We never place on the table

  • More than four glasses
  • 2 glasses of the same shape and size
  • We always place a water glass (with the exception of a champagne only meal (please invite me) – no water glass is placed on the table in that case)

There is no official rule as how the glasses should be set on the table. We should always make sure though that these are placed in a way, that they do not disturb the guests or the service brigade. The two most commonly practiced options are:

  • In a diagonal line 1cm from the tip of the main course knife
  • Forming a square taking in consideration the order in which the wines will be served.

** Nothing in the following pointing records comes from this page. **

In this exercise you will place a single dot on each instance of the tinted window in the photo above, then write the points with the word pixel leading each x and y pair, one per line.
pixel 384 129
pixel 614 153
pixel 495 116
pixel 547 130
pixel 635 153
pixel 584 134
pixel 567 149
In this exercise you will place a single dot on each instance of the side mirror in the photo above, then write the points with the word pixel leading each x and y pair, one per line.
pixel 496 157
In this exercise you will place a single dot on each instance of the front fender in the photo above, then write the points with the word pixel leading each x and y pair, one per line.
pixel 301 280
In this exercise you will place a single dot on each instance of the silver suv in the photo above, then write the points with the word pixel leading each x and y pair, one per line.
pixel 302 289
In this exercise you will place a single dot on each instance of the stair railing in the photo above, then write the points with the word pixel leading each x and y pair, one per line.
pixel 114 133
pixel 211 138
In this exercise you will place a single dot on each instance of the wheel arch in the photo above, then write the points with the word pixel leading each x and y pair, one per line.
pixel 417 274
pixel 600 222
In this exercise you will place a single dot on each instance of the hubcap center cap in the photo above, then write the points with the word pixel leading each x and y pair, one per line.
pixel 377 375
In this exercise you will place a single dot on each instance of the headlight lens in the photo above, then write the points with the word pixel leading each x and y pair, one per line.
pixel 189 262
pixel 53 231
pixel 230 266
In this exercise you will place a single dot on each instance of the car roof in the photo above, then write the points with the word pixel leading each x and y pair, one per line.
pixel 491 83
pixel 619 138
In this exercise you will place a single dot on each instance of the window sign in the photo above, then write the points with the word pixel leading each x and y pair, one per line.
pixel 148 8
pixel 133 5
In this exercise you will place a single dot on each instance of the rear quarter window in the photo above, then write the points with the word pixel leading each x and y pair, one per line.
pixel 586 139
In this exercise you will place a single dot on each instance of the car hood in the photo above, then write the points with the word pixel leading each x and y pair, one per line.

If the menu to be served requires more silverware or glassware than the maximum number that can be set on the table, these should be added just right before the corresponding course is served. 

What type of cutlery should be set for…

Fried eggs

Dessert spoon and fork. If the dish includes bacon add a first course knife placed on right hand side of the napkin on the left side of the dessert spoon.

Omelettes, scrambled and poached eggs

Main course fork placed on the right hand side of the napkin.

Note: Avoid using silver cutlery when serving eggs since once in contact with the eggs it will be oxidised and result to a rusty egg taste! Use stainless steel instead or horn or even plastic if you are at home (always depending where home is of course.)

Rissoles, Croquettes, soufflés, puff pastry, pasta gnocchi and rice

Main course fork placed on the right hand side of the napkin.

Quiches, ramequins, croque-monsieur (madame), tartelettes, barquettes

First course fork and knife

Melon and Parma Ham

First course fork and knife

Caviar (portion)

Mother of pearl knife or first course knife (avoid silver as it alters the taste of the caviar)

Caviar with served on Blinis

First course fork and knife (again avoid silver)

Smoked Salmon

First course fork and knife

Lobster Medallion (served cold)

First course fork and knife

Lobster in half shell (served cold)

First course fork and knife, lobster plier placed left and lobster curette placed right, finger bowl a plate for the shell waste

Lobster (off the shell served hot)

Fish knife and fork. If the dish has sauce add sauce spoon placed right (and to right of the knife)

Oysters in half shell

Oyster fork placed right, finger bowl

Moules (mussels) Marinière

Fish knife and fork, dessert spoon placed right (and to the right of the knife), finger bowl and plate for the shell waste

Bouillabaisse

Fish knife and fork, soup spoon placed right (and to the right of the knife), finger bowl plate for the shell waste

Frog legs

First course fork and knife finger bowl and plate for the waste

Escargot (Julia’s favourite – Roberts not Child!!!)

Snail tong placed left, special snail fork placed right and tea spoon placed right (and to the right of the fork)

Meat dishes

Main course knife and fork

Fish dishes

Fish fork and knife

Poultry and Game (poussin, pigeon, quail)

First course fork and knife finger bowl and plate for the waste (optional)

Steak Tartar

Main course knife and fork

Asparagus spears

Main course fork placed right and finger bowl

Corn on the cop

Finger bowl

Cheese

First course knife and fork

Fruit served whole

First course fork and knife finger bowl

Fruit Salad

Dessert spoon and fork

Fruit Tart

  • Served as part of a meal: Dessert spoon and fork
  • Served in the afternoon: Dessert fork or special tart fork placed right 

And now you are all set for Highclere Castle! And don’t forget to correctly dress the part otherwise Violet might take you for the waiter!